Zurich (awp) - La Bourse suisse parvenait à se maintenir en zone positive vendredi matin, s'accrochant aux minces espoirs de paix au Moyen-Orient, mais craignant un nouvel embrasement en cas d'échec des pourparlers. Les investisseurs se concentraient également sur les résultats d'entreprises de Richemont et Julius Bär.
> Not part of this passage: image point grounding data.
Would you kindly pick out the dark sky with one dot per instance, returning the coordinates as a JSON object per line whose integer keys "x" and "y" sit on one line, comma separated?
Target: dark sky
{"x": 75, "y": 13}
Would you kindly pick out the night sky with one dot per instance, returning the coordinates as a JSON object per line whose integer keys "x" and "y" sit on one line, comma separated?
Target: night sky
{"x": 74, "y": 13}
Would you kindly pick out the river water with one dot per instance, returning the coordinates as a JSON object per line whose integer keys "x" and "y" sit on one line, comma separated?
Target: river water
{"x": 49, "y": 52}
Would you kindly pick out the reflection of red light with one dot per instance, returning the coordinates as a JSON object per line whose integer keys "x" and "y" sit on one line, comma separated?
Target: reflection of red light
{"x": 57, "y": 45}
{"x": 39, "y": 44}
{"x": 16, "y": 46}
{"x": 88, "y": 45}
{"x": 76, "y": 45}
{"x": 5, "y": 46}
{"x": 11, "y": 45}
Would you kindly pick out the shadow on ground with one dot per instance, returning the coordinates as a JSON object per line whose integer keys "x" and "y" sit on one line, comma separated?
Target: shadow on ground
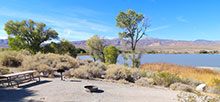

Washington a exprimé jeudi son espoir que les efforts diplomatiques permettent de progresser vers un accord pour mettre fin à la guerre contre l'Iran et dit attendre la visite à Téhéran d'un médiateur pakistanais. "Je crois que les Pakistanais se rendront à Téhéran aujourd'hui. Espérons donc que cela fera avancer les choses", a déclaré le chef de la diplomatie américaine, Marco Rubio. Il a également affirmé que des progrès avaient été réalisés dans les tractations.
Le président américain Donald Trump a quant à lui décrit la veille la situation comme "sur le fil", entre un accord ou une reprise des hostilités.
"Les investisseurs s'accrochent au moindre signal positif concernant une possible désescalade entre Washington et Téhéran", a estimé John Plassard. Mais pour le responsable des placements de la banque Cité Gestion, "les négociations restent extrêmement fragiles. L'Iran estime que la dernière proposition américaine 'réduit partiellement les écarts', mais plusieurs sujets restent explosifs, notamment le stock d'uranium enrichi iranien et surtout la question des péages potentiels dans le détroit d'Ormuz".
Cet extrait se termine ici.